Ririe-Woodbury Dance Company performing a scene from Prism

After a brief intermission, the company returned with two pieces never before seen in Utah. Indeed, the first number, West, is, technically, not yet completed and was presented under the aegis of preliminary sketches. The dance, which features the music of Nick Cave, Tom Waits and Cat Power, begins with two rows of dancers seated facing one another. If Touching Fire, through to use of mirrors, confronted the audience with an image of itself, West, instead sets the company as two rows of audience members made to face one another. Each struggles to stay awake, or keep its counterpart awake, though each alternately drifts off into states of somnolence.

Next, the facing rows of chairs were removed and three office chairs were set in a loose cluster.  The various movements of deep emotion and attentive rest, contrasting sharply with the earlier sleeping and starting, evoked the expressive swaying of classical music performers, and indeed this whole section of the piece created the impression of a string trio performance, though one written not for actual strings but rather dancers.  Later, the music of Tom Waits took the dance in a more overtly humorous direction.

The final piece of the evening, But Seriously…, was a genuine debut performance.  It combined the talents of Boye-Christensen with those of David Kranes, set designer Nathan Webster and standup comic Ethan Philips. The score featured songs by The Shins, Ernesto Lecuona, Gogol Bordello and Charles Aznavour.

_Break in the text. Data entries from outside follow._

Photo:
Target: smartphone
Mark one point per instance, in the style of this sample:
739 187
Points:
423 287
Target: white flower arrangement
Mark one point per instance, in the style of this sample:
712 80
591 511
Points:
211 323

Projecting a larger-than-life profile head-shot of Philips above and behind the company, Boye-Christensen seems choreographically to tropes the famous question posed some decades ago by Frank Zappa: does humor belong in serious modern dance?

Not only does Philips, in his monologue, make himself the subject of his own savage wit, but even the very stuttering of the video editing, which mimics Philips’s own stuttering delivery, creates a thick feeling of ill ease.   Further, despite one’s best intentions to remain focused on the company, it is impossible not to allow one’s attention to drift away from the beautiful and athletic posturing on stage and toward video images of a balding and disheveled neurotic hovering—like Oz The Great and Pitiful—on a screen above the live action. The competition seems entirely deliberate. And the stakes of the dance are significantly raised when the standup comic shifts gears and becomes a veritable insult comic. Now, instead of directing the blade against himself, Philips begins to mock the dancers themselves. So, how much anxiety can a modern dance audience endure? But Seriously… demands an honest answer.

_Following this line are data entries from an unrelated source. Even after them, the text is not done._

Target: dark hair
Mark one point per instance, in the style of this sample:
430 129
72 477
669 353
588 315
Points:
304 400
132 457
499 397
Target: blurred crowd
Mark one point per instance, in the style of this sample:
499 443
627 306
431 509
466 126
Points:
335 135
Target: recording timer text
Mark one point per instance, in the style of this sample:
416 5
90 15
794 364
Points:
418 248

Transgressive, indeed threatening, innovations of this sort have come to be a regular occurrence as Charlotte Boye-Christensen continues to keep modern dance in Utah genuinely avant-garde. But for all that innovation is now to be expected at the Rose Wagner Performing Art Center, the precise form such innovation will take, thanks to the work of a truly critical choreographer, remains ever unpredictable. The Ririe-Woodbury Dance Company continues its 2011 – 2012 season with Kaleidoscope, which takes place on February 3 and 4, at the Capitol Theater.